Sweet corn comes in many varieties from sweet to super sweet. Growing times also vary from short season types like Earlivee, which requires only 58 days to harvest, to Silver Queen, requiring 92 days to harvest. Sweet corn is wind pollinated so planting in long rows generally results in poor pollination or a less bountiful crop.
Test the soil of the garden site to determine the nitrogen level of the soil. Spectrum Analytic states, when 25 ppm of nitrate is present, the soil requires no additional nitrogen. Add a 10-10-10 fertilizer to raise the nitrogen level, if determined by the soil test kit.
Choose a sunny location in the home garden to plant sweet corn. The soil temperature must be above 60 degrees or the seed will rot instead of germinate, according to Colorado State University.
Plant 2 to 3 kernels of sweet corn per hole at a depth of 1 to 1 1/2 inches. Super sweet varieties only need to be planted at a depth of 3/4 inch. Space the planting holes 6 to 8 inches apart. Plant three short rows of corn measuring 3 to 4 feet long and 16 to 18 inches apart. This planting method keeps the corn stalks in close proximity to each other for better pollination.

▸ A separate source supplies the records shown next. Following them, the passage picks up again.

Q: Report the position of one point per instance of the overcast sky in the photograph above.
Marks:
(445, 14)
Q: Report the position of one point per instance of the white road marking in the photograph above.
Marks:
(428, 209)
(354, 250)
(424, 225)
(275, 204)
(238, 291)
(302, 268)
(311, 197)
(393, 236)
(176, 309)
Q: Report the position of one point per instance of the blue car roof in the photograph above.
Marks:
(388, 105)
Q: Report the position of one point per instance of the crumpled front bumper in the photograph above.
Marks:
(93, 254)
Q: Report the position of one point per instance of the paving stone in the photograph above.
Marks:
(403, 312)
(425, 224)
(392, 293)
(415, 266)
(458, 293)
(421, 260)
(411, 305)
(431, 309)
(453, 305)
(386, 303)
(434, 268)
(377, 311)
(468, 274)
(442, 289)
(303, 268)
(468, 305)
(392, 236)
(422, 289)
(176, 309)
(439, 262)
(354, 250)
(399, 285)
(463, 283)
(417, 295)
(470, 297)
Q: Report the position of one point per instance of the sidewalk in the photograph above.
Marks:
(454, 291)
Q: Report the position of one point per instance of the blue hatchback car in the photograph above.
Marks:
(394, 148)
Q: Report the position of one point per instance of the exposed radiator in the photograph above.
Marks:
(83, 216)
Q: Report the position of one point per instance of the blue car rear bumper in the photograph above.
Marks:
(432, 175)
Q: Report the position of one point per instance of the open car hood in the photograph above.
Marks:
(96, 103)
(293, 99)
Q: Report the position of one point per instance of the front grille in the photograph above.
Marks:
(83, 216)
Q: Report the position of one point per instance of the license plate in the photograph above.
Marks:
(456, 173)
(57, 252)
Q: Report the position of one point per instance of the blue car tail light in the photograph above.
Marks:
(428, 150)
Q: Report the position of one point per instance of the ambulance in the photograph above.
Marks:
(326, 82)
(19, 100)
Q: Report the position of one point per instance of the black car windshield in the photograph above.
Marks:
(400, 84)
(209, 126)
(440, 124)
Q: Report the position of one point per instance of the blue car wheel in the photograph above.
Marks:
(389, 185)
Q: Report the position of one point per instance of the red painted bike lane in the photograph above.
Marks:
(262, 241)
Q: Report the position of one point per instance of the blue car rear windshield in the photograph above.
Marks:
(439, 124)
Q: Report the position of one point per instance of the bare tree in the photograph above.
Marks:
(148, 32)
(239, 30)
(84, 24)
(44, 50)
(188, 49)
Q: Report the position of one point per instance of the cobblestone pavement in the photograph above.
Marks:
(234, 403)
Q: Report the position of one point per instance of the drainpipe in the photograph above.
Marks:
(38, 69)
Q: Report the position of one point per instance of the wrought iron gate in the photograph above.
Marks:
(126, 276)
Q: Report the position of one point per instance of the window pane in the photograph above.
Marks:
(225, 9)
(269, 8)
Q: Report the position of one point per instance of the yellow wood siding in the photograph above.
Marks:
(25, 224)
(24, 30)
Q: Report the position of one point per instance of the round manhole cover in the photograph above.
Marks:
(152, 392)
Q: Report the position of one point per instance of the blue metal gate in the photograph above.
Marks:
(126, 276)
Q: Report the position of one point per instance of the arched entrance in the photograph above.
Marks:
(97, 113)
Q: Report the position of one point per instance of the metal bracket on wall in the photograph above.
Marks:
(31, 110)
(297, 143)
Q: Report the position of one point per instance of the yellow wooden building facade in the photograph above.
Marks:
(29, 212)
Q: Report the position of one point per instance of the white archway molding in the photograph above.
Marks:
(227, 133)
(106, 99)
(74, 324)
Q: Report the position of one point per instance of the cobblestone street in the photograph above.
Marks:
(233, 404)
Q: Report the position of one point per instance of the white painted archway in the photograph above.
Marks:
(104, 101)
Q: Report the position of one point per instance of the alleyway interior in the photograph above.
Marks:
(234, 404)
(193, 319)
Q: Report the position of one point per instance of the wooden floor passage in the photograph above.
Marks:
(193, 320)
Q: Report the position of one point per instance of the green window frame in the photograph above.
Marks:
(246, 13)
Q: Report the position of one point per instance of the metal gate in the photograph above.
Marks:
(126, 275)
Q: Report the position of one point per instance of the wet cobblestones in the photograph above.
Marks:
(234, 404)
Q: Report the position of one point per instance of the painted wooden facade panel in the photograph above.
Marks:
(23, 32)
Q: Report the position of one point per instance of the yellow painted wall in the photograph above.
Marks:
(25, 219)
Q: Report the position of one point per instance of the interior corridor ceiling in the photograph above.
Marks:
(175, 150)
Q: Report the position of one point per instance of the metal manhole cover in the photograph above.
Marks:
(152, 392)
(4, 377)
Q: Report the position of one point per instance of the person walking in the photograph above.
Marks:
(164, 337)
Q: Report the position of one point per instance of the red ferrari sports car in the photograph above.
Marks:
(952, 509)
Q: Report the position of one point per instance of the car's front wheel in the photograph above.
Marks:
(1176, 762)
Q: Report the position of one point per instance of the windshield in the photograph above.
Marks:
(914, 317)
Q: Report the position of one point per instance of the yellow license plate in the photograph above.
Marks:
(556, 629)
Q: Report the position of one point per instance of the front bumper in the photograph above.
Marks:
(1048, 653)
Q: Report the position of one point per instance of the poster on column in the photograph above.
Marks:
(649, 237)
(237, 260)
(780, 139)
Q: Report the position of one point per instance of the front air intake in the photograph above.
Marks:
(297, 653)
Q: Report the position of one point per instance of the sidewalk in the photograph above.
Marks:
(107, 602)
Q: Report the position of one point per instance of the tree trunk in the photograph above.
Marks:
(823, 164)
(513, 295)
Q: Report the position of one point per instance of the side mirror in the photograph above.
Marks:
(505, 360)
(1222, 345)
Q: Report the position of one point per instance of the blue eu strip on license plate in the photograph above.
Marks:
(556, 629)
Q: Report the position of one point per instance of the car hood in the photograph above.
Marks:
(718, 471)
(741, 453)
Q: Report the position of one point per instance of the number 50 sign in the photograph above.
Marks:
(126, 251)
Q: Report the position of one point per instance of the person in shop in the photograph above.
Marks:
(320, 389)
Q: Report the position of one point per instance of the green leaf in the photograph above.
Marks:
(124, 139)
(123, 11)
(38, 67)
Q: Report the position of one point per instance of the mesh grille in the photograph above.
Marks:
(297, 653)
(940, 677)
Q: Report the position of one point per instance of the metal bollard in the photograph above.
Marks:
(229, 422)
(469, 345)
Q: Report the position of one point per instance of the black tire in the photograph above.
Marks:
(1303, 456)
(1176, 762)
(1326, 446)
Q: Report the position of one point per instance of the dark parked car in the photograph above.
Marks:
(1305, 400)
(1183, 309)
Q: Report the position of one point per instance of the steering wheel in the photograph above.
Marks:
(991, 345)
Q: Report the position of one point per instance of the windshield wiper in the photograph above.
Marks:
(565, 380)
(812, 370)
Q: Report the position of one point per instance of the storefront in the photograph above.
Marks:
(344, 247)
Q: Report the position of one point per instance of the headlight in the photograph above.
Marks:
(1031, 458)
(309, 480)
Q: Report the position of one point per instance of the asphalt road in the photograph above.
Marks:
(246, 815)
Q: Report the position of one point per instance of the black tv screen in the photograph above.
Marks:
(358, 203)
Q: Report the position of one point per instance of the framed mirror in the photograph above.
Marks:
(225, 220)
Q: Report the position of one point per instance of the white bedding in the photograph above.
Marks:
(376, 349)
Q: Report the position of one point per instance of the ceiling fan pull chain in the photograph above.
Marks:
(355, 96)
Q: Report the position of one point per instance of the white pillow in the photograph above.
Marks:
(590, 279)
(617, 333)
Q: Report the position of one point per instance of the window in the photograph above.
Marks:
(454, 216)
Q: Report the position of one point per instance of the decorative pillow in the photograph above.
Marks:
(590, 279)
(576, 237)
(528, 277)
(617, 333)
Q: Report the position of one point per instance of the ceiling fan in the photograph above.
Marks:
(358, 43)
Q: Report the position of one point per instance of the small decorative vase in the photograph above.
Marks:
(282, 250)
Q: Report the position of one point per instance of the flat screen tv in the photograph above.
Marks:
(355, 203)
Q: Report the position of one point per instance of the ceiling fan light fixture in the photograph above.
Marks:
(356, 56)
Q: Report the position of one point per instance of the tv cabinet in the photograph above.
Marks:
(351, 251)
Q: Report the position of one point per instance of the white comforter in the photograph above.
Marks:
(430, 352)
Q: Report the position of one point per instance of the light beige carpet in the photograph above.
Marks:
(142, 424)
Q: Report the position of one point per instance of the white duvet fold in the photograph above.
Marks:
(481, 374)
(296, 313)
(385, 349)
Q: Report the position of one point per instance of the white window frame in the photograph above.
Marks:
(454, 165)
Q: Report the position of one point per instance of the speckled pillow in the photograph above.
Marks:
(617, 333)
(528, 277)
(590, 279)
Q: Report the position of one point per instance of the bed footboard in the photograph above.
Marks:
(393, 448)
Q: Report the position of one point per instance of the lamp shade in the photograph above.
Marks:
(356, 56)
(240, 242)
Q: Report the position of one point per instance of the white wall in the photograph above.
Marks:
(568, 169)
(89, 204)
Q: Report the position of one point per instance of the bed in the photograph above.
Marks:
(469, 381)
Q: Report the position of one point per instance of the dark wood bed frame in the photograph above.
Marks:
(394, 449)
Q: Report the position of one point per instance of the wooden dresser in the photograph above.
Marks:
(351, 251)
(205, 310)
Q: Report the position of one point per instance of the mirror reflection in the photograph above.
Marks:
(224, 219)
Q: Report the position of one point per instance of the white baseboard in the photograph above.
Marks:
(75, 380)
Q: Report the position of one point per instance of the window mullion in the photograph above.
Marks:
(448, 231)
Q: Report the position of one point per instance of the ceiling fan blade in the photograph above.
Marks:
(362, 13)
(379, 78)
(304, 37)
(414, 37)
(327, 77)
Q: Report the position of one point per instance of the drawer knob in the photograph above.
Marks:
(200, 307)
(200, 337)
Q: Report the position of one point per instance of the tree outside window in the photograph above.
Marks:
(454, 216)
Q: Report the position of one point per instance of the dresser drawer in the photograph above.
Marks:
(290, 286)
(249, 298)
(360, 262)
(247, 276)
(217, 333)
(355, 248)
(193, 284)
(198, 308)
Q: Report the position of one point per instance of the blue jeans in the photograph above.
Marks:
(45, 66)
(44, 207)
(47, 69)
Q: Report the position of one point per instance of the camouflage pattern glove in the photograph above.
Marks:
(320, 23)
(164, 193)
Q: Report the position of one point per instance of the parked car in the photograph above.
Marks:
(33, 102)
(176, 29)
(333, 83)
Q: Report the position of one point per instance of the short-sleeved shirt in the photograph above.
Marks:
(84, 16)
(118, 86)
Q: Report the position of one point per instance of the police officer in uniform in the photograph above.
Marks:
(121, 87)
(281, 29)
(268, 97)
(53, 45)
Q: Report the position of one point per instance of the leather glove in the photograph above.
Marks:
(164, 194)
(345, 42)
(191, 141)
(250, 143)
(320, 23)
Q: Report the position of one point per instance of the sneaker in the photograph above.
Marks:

Water the garden site until the sweet corn sprouts. Thin the corn to one stalk per planted hole to keep the corn from competing for soil nutrients. Add fertilizer, if desired, half way through the growing season.
Mulch between the corn stalks to help the soil retain moisture and to keep weeds from growing. Use shallow cultivation methods to remove weeds during the growing season. Deep hoeing may damage the shallow roots of the corn stalks.
Harvest the sweet corn as soon as the silk starts drying and turning brown. Refrigerate as soon as possible or process immediately for the best flavor.